Second Berrettini, infatti, la sfida contro il britannico è molto simile a quella contro Monfils a New York 2019. “Ero sullo stesso campo, ricordo bene quella partita. Anche tre anni fa avrei potuto e dovuto chiuderla prima ma non ci sono riuscito, pur avendo avuto tantissime possibilità. Il mio gioco paga, lo so, me lo dicevo nella mia testa durante il quarto set. Sapevo che prima o poi sarebbe arrivata la possibilità di brekkare e dovevo farmi trovare pronto. Dagli sbagli si impara”.

La critica di Berrettini verso l’organizzazione dell’US Open

Nel corso dell’intervista, l’atleta romano ha criticato duramente alcuni aspetti dell’organizzazione del torneo. “Ho deciso di non parlare nel corso del match ma alla fine mi sono lamentato con gli organizzatori.
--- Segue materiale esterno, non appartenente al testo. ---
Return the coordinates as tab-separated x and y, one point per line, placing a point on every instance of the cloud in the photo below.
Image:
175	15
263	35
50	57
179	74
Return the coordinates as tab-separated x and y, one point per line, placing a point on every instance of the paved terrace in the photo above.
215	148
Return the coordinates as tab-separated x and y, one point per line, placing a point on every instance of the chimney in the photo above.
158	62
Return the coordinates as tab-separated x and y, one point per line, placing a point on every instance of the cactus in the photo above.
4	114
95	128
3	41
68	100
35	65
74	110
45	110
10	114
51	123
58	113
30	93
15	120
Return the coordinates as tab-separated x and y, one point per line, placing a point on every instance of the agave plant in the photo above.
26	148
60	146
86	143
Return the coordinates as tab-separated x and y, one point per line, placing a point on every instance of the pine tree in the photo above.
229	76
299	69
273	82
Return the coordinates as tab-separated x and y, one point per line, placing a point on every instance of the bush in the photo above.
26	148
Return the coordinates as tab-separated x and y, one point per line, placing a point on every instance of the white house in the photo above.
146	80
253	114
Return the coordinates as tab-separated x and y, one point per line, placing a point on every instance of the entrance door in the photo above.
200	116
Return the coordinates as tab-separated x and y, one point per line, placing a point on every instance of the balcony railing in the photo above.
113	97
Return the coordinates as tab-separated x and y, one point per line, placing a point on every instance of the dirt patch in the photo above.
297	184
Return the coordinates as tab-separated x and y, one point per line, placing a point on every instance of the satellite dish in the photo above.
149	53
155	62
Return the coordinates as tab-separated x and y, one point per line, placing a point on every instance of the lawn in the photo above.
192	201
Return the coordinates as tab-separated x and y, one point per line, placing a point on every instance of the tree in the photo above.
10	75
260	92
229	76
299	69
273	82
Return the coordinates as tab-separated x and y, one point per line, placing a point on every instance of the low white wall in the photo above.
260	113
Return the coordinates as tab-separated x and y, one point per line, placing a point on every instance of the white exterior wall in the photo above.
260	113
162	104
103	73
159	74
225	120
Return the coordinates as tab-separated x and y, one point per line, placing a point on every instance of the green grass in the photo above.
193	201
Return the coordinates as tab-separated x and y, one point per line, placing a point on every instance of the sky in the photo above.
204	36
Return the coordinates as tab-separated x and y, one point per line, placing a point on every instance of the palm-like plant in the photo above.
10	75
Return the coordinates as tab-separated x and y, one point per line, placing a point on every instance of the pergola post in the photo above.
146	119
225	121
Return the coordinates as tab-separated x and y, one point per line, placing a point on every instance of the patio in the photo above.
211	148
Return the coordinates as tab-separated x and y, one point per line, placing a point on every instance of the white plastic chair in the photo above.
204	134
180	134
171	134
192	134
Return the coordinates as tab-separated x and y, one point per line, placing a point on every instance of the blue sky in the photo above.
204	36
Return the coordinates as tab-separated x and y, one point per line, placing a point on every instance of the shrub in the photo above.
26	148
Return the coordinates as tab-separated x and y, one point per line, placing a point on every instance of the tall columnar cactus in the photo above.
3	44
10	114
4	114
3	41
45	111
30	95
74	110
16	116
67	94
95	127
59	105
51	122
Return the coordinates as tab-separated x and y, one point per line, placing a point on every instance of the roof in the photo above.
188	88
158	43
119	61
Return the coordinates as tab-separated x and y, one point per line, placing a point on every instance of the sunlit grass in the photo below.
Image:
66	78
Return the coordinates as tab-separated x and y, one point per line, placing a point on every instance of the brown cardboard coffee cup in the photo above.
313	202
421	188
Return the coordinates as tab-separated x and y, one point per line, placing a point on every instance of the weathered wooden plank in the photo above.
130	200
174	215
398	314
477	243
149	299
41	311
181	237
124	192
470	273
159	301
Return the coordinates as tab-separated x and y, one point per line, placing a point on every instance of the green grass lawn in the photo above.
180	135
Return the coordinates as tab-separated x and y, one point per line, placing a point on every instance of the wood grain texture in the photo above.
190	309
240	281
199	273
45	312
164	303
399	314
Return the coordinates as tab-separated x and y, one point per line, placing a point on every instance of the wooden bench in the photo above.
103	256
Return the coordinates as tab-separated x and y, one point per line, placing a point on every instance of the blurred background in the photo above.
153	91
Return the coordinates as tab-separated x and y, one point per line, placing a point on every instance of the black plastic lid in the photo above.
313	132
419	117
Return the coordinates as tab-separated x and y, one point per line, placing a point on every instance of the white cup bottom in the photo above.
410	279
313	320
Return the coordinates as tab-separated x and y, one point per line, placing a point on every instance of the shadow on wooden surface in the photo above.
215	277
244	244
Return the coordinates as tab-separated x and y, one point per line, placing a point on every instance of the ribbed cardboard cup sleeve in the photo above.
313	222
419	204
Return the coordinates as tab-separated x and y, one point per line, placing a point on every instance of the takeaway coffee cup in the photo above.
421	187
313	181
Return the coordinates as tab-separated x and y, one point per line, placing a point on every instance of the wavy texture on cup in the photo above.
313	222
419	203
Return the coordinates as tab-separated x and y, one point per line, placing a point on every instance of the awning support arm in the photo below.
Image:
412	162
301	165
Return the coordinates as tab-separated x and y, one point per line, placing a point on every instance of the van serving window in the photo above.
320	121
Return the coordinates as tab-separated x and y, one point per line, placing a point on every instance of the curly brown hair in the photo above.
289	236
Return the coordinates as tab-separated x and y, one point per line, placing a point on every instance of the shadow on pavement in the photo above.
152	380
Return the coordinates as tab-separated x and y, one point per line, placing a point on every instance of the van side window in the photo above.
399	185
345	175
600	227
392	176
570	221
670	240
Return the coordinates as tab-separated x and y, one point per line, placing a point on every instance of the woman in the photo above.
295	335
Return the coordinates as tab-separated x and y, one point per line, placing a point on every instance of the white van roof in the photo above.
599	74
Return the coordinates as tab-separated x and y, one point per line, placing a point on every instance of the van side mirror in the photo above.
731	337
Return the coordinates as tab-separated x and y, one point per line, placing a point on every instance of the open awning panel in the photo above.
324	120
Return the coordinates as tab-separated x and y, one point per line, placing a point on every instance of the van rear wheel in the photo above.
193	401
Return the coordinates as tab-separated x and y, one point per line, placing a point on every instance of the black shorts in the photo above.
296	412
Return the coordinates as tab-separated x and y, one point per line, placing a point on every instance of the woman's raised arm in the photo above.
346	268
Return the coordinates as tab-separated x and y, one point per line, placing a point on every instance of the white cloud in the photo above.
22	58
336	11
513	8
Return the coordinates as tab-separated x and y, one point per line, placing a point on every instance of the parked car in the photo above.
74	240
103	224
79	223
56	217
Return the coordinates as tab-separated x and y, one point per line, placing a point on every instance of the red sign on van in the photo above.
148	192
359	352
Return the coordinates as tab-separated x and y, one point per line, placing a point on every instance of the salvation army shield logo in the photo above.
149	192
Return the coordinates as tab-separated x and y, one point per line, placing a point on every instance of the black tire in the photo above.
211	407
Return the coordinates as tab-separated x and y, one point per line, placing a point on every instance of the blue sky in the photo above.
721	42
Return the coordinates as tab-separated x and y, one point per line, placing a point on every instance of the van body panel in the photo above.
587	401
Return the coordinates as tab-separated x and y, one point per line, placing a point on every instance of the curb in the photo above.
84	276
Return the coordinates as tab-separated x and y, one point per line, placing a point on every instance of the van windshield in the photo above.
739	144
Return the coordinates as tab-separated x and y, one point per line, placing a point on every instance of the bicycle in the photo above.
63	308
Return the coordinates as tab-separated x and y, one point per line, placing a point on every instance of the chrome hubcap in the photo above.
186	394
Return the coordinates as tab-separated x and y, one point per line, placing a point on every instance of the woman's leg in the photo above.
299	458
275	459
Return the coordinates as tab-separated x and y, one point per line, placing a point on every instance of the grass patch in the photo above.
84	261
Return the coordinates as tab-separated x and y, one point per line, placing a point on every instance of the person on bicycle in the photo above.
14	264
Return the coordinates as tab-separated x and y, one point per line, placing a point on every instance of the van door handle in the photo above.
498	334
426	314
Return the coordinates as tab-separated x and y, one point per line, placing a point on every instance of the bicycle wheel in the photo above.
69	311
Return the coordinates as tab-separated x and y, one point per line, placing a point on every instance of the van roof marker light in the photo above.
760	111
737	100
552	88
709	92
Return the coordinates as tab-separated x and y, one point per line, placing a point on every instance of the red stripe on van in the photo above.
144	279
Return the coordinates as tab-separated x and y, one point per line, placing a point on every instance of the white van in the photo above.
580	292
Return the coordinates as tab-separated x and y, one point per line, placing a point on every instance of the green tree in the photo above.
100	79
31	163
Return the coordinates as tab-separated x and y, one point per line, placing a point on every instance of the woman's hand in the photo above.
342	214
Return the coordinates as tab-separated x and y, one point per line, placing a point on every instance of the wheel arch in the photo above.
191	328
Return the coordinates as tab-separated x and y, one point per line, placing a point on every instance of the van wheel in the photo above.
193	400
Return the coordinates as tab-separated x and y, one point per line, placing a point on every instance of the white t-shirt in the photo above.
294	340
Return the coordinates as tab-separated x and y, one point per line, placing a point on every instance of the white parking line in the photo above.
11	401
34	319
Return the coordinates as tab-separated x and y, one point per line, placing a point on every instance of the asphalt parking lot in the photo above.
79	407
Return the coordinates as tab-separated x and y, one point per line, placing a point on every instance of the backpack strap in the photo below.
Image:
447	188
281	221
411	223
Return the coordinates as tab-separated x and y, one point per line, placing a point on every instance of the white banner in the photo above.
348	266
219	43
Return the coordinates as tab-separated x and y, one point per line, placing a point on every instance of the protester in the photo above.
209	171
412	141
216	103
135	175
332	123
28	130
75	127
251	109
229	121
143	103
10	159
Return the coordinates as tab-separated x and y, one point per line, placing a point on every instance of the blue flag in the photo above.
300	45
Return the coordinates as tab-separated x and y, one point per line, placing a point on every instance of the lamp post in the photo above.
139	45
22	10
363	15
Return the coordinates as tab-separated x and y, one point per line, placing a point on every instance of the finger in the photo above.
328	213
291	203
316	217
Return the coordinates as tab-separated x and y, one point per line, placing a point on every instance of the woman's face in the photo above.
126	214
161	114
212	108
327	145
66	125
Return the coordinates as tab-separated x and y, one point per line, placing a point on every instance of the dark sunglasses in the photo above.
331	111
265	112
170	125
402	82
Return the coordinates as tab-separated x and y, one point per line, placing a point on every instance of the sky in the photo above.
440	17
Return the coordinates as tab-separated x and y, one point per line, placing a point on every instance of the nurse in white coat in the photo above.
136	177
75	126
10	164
Passa troppo tempo nei cambi di campo. Bisogna sempre aspettare quei 20 secondi che le persone si siedano. Così il ritmo di gara si perde, inutile nasconderlo. La sfida è durata tre ore e mezzo, ci sono stati tantissimi tempi morti. Alla fine ne perdiamo un po’ tutti: la concentrazione, il gioco, il pubblico”.

E ancora: “Le partite sono sempre lunghe, lo sappiamo. Se aspettiamo che tutti siano seduti, che gli venga servito il drink… Noto che al pubblico interessa poco degli annunci, fanno quello che vogliono. Posso capire che uno paga il biglietto e fa un po’ come gli pare ma si perde intensità e il gioco ne risente. Così non va bene”. Insomma il tennista romano ha avuto molto da ridire con gli organizzatori per via delle lunghissime pause ad ogni cambio di campo. E’ chiaro che un biglietto per gli US Open costi molto e quindi il pubblico si senta anche legittimato a ‘perdere’ tempo ma c’è bisogno anche di rispetto nei confronti degli atleti, che stando troppo tempo fermi perdono concentrazione.